When I’m at work, I concentrate better when I have some background noise. It helps the tedious tasks go faster, and I feel like having something to tune out helps me focus on what I’m looking at more. My work environment isn’t all that noisy, so I bring podcasts with me when I go to work. There are no commercials, like when listening to radio, and I can pick what programs to listen to based on my mood. My workplace also blocks online radio, so music-wise, I’m limited to what I can fit on my player, and that can get boring sometimes.
Here are some of the podcasts that help me get through the workday (in alphabetical order). You’re best off googling the title to get the best source for whatever your podcast downloading program is, which is why I haven’t included links.
All Songs Considered: A song sampling podcast. Features lots of different artists, so I’ll always hear something new. They tend to pick non-top 40 artists, which is great for me, as I’ve felt like the charts have homogenized lately. Updates weekly.
American Radioworks: The name of this show is deceiving. It’s actually about education. I may not be in academia anymore, but I like to pay attention to it. This show isn’t always using the most recent news stories, just stories that are interesting and related to education. It covers K through college topics, so anything goes. Updates weekly.
Ask Me Another: A quiz show from NPR featuring puzzles and a bit of music. They have a guest every week. It’s very similar to Wait, Wait, Don’t Tell Me (below), but the puzzles could be about anything, not just the news. Also has more of a trivia aspect than the Sunday Puzzle (below). Updates weekly.
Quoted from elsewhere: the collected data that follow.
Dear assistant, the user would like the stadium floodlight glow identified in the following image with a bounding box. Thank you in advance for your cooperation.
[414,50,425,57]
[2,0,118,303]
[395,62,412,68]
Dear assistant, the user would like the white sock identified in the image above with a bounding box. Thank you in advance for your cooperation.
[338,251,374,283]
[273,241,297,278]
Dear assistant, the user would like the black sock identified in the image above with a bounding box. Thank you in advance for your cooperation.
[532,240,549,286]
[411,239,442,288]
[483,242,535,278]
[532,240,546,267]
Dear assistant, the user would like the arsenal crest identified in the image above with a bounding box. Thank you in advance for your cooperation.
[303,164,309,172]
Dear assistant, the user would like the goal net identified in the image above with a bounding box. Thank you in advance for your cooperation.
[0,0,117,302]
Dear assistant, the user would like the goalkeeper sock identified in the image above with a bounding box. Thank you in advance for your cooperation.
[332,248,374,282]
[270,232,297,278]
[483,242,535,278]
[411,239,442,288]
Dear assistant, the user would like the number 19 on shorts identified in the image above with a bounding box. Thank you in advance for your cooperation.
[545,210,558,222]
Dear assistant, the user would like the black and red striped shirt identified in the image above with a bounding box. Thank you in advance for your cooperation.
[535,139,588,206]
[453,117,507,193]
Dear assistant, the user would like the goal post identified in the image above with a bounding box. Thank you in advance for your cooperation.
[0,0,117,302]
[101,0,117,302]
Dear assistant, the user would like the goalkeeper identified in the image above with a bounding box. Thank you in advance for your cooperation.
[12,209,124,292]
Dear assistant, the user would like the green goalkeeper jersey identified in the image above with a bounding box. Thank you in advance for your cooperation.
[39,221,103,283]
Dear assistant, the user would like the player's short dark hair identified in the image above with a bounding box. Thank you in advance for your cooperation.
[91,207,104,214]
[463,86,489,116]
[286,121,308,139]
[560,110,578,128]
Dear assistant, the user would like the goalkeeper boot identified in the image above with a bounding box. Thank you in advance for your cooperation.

BBC World Update – Daily Commute: A morning news summary from the BBC. I love the BBC because compared to most American news sources, they are truly neutral about U.S. news. They have a bias, of course, but it’s a bias that is very easy to spot, and doesn’t bother me. They also tend to focus on international news more than American news sources. The show normally focuses on two to three stories, and reads headlines in between. Updates weekdays plus an extra on the weekend.
Fresh Air: This show feels like mostly a pop culture show; they interview authors, musicians, film-makers, etc. Most of the time the interview is just about their work, or their influences, or their history. Not a lot of opinions to be dramatic about. Tends to feature lots of clips or examples of the works. Updates weekdays with a “highlights” episode on the weekend.
JapanesePod101: I actually have a minor in Japanese. I haven’t used much Japanese since then, but I try to at least make sure I’m listening to a little bit of this. This podcast features a short (roughly 10-15 minutes) lesson, normally using a conversation. They include a translation in the lesson, and put a transcript in the lyrics of the mp3 file. There’s an associated website (which I haven’t used because it requires a subscription for serious use), and other languages. If I ever decide to learn Polish, I’ve decided that I’ll try this first. Updates weekdays with an extra “news” (i.e. advertisement) segment on Sundays.
NPR Story of the Day: It may seem like I listen to a lot of podcasts, but even I don’t like to have to juggle too many episodes. All Things Considered and Morning Edition are actually really interesting news programs, but to get them in podcast form would require downloading a lot of episodes each day. Updates daily.
NPR Sunday Puzzle: A quick game, normally a word based one since it’s hosted by the guy who makes the crossword puzzles for the New York Times. Not as fun as some of the other posted shows, but it at least gets the brain thinking in a different way. Updates weekly.
Snap Judgment: Stories on a theme, with added sound effects and music. Similar to This American Life (below), but with a little more rhythm. Also, doesn’t follow a three act formula; some of the stories are only a couple minutes long. Updates weekly.
Splendid Table: A show about people who like to talk about food and think about food. It’s almost like something that would be on Food Network, but on the radio. Relies on their website if you want to get recipes, but what cooking show doesn’t? Updates weekly.
Tell Me More: A mixed news show, with interviews and round tables on various topics. It often leans toward current events, especially politics, typically with a focus on issues related to diversity. Since it’s NPR, they have to present a neutral view, of course, but it’s one of the few U.S. news sources I can listen to without head-desking. Updates on weekdays.
This American Life: A show with stories on a theme. Normally done in 3 parts. Updates weekly.
Thistle and Shamrock: A collection of celtic music from NPR. I actually used to listen to this on my local NPR station back home, but the one here in Oklahoma doesn’t seem to carry it. Thankfully, there are podcasts. Unlike All Songs Considered (above), there is very little talking about the actual music. They tend to just let it play. Updates weekly.
Wait, Wait, Don’t Tell Me: A quiz show based on the news. Lots of repeating gags, and tends to include an interview. Humorous way to keep up with current events. For me, it’s heartening when I get all the questions right, because it makes me feel like I haven’t fallen out of touch, despite not having cable. Updates weekly.
You Bet Your Garden: A show about gardening. Full of lots of tips and tricks for fruits, vegetables, and ornamental plants. The format is that of a call-in style show, with an interview sometimes and a question of the week. It mostly focuses on in the ground gardens, which isn’t super applicable to me right now, but may be in the future. Updates weekly.